A Simple Step of Faith
Bethany Hoang
I remember vividly the moment when I was first confronted by the reality of slavery in our present world. I was in seminary and had just finished eating lunch at our campus cafeteria. As I started to walk out of the building, something down the hallway caught my eye. There was a table set up, and at the table hung a poster. On this poster was an image of a girl with a tear rolling down her cheek. The poster said two things:
Slavery is alive.
Rape for profit must be stopped.
This poster stopped me in my tracks. I honestly didn’t know that slavery still existed in our world. I was a student of history. I knew slavery of the past from my books. I didn’t know there was a reality beyond the pages of my books, much less a reality of slavery more pervasive than just about all of human history ever before. I had no idea that there are more slaves in our world today than were extracted from Africa during the four hundred years of the transatlantic slave trade combined.
So much of me wanted to purge these words—slavery, rape for profit— out of my memory. I didn’t want to face this new-to-me reality, but at the same time I found myself drawn forward.
There was a representative from the Salvation Army who was hosting the table next to the poster. On the table was a simple mailing list. All I had to do was put down my e-mail address and I would be sent information about modern-day slavery.
One simple step. Seemed simple enough. Even innocuous. Definitely not heroic.
It certainly wasn’t leading a rescue operation with the police. It was putting my name on a mailing list.
And yet that one simple step has literally shifted the direction of my life over these past ten years since. Little did I realize that small action would teach me a profound, lifelong lesson about never underestimating the power of the simple steps of faith and obedience we take each day.
Each choice we make, every day, has the power to sustain and move us closer to hearing and seeing and knowing God, or to draw us farther away. God’s grace is abundant over any and all missteps, but it is still so important to recognize that sometimes our pursuit of the “big” steps can distract us from the crucial small steps that will most effectively form us and draw us with deeper and longer effectiveness into the very mission we seek to serve.
For me, the simple step of giving my e-mail address meant that from that day forward I received information in my inbox—news stories from all over the world, waking me up to the reality of violent injustice in the form of human trafficking. I had to choose whether to take the next small step of actually opening these e-mails. Sometimes I did; sometimes I was too overwhelmed or distracted and didn’t.
But in God’s abundant grace, with each e-mail I did open, with each moment that I chose to put the crippling reality of modern-day slavery in front of my eyes, my mind and heart broke open a bit more.
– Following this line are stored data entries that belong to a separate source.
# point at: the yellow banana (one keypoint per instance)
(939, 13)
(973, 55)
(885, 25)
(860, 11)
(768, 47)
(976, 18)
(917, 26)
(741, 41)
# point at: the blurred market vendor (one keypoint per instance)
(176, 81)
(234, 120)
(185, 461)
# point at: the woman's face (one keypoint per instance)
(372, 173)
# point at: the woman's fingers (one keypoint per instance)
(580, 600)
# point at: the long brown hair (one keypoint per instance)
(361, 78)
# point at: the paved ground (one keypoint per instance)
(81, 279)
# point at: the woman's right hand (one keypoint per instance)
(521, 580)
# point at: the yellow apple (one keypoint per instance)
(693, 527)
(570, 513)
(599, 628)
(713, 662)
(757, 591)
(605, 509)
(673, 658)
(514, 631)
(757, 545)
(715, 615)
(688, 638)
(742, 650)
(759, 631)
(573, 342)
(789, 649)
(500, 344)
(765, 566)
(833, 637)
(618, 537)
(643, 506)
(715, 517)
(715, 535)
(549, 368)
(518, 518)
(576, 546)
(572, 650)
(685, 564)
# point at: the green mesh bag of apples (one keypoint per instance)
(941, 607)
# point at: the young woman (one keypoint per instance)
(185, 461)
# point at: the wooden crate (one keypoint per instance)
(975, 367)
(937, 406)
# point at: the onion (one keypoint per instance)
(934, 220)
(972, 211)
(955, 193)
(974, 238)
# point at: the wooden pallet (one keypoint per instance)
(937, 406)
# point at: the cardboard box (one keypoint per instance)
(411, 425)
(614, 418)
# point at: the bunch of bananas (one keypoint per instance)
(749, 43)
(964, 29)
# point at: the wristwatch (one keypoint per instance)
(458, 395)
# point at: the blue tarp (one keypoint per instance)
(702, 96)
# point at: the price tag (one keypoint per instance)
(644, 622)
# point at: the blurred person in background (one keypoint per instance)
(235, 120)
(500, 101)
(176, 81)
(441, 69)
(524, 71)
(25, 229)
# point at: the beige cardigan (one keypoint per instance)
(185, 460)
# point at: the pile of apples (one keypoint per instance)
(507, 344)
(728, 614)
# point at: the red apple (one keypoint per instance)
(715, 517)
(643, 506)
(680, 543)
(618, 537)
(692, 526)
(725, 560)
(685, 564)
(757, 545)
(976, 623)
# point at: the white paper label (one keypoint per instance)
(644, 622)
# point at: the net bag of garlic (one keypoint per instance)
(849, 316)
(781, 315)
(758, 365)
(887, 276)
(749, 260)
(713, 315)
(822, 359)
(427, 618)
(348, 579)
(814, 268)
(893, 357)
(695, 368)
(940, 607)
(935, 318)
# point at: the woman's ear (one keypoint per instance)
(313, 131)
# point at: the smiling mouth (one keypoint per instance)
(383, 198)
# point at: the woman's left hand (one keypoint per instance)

At first, as I learned more, I found myself barely able to even read the stories, much less able to move myself to action. The statistics alone—the reality that there are 27 million people in slavery in our world today, and that nearly two million children are exploited in the commercial sex industry— are enough to leave any of us feeling paralyzed.5 And paralysis is exactly what happened to me when I first began to engage this issue. I feared growing too close to these issues. I feared letting my heart get too invested. I feared that getting involved would make my life messier than it already was. Plus, I was in seminary. Ironically, sometimes I questioned whether I really had time for this “interruption.”
My paralysis was not submission, and it certainly did nothing to sustain this fledgling justice passion I had encountered in myself. With each news article that I read I found myself opening myself more to my fear of the darkness of trafficking rather than my fear of the God of justice.
But again, by the grace of God, I began to realize that I was missing roots. I couldn’t just absorb all of this new information and expect to persevere. I needed a biblical framework of hope to undergird and root me in the God who already knows, who already sees, who is already at work.
As much as I needed to open the stories and choose to put them in my daily reality, I also needed to continue to open the Word of God and pursue God in prayer, and rest in God’s presence, all the while taking these risks of learning and discerning what to do about everything I was encountering.